Hannah’s apron even held the scent of the dirt bank that she and Mary had slipped and slid down into the creek at the forest edge that hot June day a month ago, daring the red devils to show themselves, they who scalped even their mothers and children. After which they ran giggling home — was it her imagination?

 

The smells conjured up more painful memories. Dear Hannah in her cornflower blue dress, newly made by Mama before her pregnancy, an apron and cap to show respect, there in the meeting-house where they had spent long hours worshiping and listening to sermons on hard benches of a Sunday morning — Hannah more devout than Mary. Now, (when not at Ingersoll’s Tavern), the place where they convened examinations of the witches who cursed newborns until they cried inconsolably, or shriveled a calf’s leg, or pinched and bit the young girls of both Salem village and Salem town by the sea, or made poppets stuffed with animal hair to torment the living, or flew through the air with their familiars, doing the Devil’s bidding, an affront to God. Also, the location of their trials and sentencings and the excommunications of the guilty, law and religion being one and the same.

 

The words pronounced by Magistrate Noyes, with Magistrates Corwin and Hathorne assenting, “The Court, finding you guilty of witchcraft, you shall be carried to the place of execution, and there hang till you be dead.”

 

Hannah subdued and praying although the presiding magistrates and the crowds knew it not, her lips barely moving, while the vengeful minister, Samuel Parris, intoned Christian homilies at every opportunity, his own daughter having started the accusations with his niece, Abigail Williams. In the front pew, the wretched Putnams, Goodwife Ann with the daughter named after her, with whom Mary used to gossip when they were friends. At the back stood their servants Mercy Lewis and the West Indian, Tituba, who dangled chickens by their necks over open fires during their nightly forays — all making a great show of the pins and pinches that they claimed Hannah was inflicting upon them, even as she sat quietly.

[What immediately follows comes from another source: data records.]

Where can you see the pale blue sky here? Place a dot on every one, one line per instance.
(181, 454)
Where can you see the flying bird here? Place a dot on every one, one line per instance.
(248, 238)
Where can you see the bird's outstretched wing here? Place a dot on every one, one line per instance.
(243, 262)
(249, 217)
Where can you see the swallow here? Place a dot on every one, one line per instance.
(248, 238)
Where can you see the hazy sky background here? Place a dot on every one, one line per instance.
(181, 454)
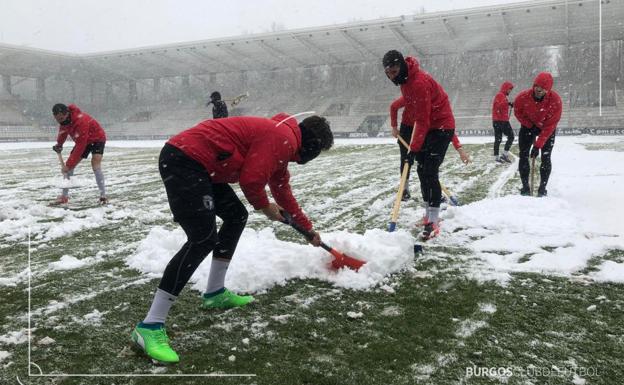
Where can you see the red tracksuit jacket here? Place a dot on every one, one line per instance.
(426, 104)
(84, 130)
(260, 150)
(406, 118)
(500, 105)
(543, 114)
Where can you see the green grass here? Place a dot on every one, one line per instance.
(423, 325)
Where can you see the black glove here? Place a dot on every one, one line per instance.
(414, 156)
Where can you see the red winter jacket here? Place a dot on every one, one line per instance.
(84, 130)
(425, 101)
(543, 114)
(400, 103)
(500, 105)
(260, 150)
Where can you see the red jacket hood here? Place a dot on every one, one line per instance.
(506, 87)
(413, 67)
(544, 80)
(284, 118)
(74, 109)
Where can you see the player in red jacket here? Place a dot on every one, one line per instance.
(434, 128)
(538, 109)
(88, 137)
(500, 121)
(406, 128)
(197, 167)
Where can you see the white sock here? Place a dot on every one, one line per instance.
(65, 191)
(99, 179)
(434, 214)
(160, 307)
(216, 277)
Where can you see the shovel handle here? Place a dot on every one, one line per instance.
(309, 236)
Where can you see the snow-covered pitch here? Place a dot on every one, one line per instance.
(95, 267)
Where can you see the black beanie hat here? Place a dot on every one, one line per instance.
(316, 136)
(59, 108)
(392, 58)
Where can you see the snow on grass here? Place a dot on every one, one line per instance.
(262, 261)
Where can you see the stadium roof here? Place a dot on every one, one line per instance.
(525, 24)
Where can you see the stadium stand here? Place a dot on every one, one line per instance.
(155, 92)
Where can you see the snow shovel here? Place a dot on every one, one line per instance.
(399, 197)
(340, 260)
(532, 175)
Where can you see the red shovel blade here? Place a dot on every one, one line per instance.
(342, 260)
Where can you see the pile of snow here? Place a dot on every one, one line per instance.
(262, 261)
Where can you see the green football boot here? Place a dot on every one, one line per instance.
(225, 299)
(154, 341)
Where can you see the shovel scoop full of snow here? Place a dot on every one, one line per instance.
(340, 259)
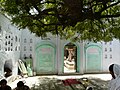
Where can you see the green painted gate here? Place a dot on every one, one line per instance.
(45, 59)
(93, 58)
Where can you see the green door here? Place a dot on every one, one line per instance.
(45, 59)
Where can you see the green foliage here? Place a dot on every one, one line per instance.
(93, 20)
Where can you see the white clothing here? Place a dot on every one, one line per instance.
(114, 84)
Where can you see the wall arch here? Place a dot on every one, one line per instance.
(93, 58)
(77, 57)
(45, 54)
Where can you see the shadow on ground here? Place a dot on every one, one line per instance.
(70, 84)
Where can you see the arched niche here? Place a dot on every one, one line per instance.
(93, 58)
(45, 54)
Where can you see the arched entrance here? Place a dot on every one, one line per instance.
(45, 58)
(70, 58)
(8, 68)
(93, 57)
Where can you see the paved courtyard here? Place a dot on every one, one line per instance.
(74, 82)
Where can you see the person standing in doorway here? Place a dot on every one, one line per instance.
(114, 83)
(4, 86)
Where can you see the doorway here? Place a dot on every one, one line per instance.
(70, 58)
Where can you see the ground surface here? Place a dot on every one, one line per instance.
(53, 82)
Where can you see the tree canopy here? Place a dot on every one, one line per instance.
(96, 20)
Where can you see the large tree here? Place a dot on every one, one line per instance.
(71, 19)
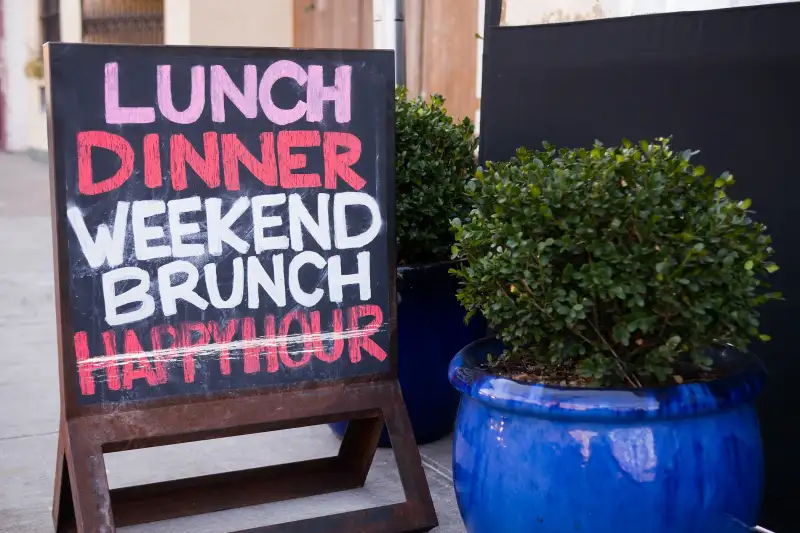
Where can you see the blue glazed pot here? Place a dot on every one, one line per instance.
(430, 328)
(682, 459)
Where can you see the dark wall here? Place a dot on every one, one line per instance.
(726, 82)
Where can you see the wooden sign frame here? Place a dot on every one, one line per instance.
(82, 499)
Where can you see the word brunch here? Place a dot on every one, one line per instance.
(250, 245)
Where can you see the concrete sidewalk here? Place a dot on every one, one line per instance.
(29, 404)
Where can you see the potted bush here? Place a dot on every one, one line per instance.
(623, 286)
(435, 157)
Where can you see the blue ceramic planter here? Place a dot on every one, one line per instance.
(683, 459)
(430, 329)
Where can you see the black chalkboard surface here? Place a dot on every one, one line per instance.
(224, 217)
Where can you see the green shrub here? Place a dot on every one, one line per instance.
(435, 158)
(612, 266)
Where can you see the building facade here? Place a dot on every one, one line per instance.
(443, 38)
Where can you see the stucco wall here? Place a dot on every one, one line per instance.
(529, 12)
(229, 22)
(15, 85)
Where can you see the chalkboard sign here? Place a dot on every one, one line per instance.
(224, 217)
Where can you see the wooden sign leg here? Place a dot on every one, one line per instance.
(416, 514)
(63, 509)
(409, 462)
(82, 500)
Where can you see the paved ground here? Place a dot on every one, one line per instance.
(29, 403)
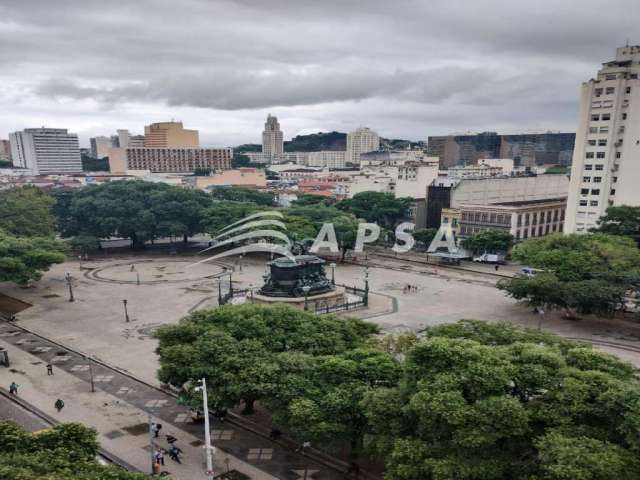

On the other side of the aisle with the men whose broad-brimmed hats hung on pegs inside the door, husband and father, Joseph Putnam. It was Hannah’s spectre afflicted them, cried the girls — irrefutable evidence. Not their own family malice over the better land beside the creek that Nehemiah Larkin had more wisely chosen and more productively husbanded to prosperity.

 

Haunting Mary was the vision of Hannah escorted to the meeting-house one last time, there to be formally excommunicated, thus consigning her to Hell, although that was the destination of them all with the exception of an elect few. No one knew who those might be, but it was incumbent on each member of the congregation to act as though they were, indeed, the chosen.

 

“I didn’t pray enough. It’s my fault. I should have prayed in all those precious seconds as I stirred the beans and samped the corn and — and swept the floor and dressed Baby James.”

 

These pictures rolled through Mary’s mind as ocean waves inescapable. Over and over she asked herself, was there any one moment at which she could have intervened? It had been all she could do not to burst out during Hannah’s trial. But she still held hope that God would somehow save Hannah, if He was a just God as Reverend Mather claimed. She must not irritate the magistrates and ministers with a show of rebellion. Men and women are born to obey God, but women were born to obey men as well.

 

Hannah in eight pounds of chains that weighed her strong, capable hands down to her sides, brought here to Salem Town gaol by the constable, leaning against dank stone walls that smelled of human excrement, decay, madness, and despair, overrun with water rats that frightened her, she now a convicted witch, sentenced to be carted up Gallows Hill and hung, both sisters crying.

 

Mary handed her a packet that she had prepared, cornbread, berries, and venison, as well as two jacks of beer and a noggin of hard cider, begging her to eat and drink before the gaolers seized them, so she need not consume the foul matter that they provided. Even so, Mary paid them for their vomitous food that Hannah couldn’t stomach. Perhaps an occasional shilling would lessen the frequency with which they made Hannah strip to search for witch’s marks, even in her most private parts, using pins to prick any pimples or warts, moles even. Witch’s marks do not bleed.

 

Hannah thanked her, lifting these gifts of sustenance one by one and offering them to Goodwife Martha Corey and the others in the cell with her, saying,

 

“Mary, little sister, be brave. God has a purpose unknown to us.” Even as she said it, her trembling gave away her fear.

 

Mary stood appalled at the wasted whiteness of her older sister, barely seventeen, eyes bruised with lack of sleep, more mother than sister since their blessed mother’s death. Only fourteen herself, Mary wanted to shout that she hated God, a blasphemy that would have had her jailed as well. Instead, she said,

 

“God’s love is cruel.”

 

“Nay, nay, you must not think it. God is all-compassionate. Even now, I feel his presence around me. He’ll save me if that be His will.”

 

“He didn’t save Goody Bishop.” The first witch to die only a month ago.

 

“Perhaps He is testing us.” But the trembling didn’t stop. In seeking to comfort Mary, there was scant solace for herself.

 

“Nay, nay,” echoed Goodwife Rebecca Nurse, the pious old woman they’d accused and acquitted, until the judges insisted that the jury reconsider and return with a conviction. “All praise be to God. Those poor little afflicted ones know not what they’re saying. I pray for them day and night.”

 

“Goody Bishop prayed they’d rot in hell,” reminded Goody Corey to no purpose, although Mary thought that she would not admit to those feelings in herself.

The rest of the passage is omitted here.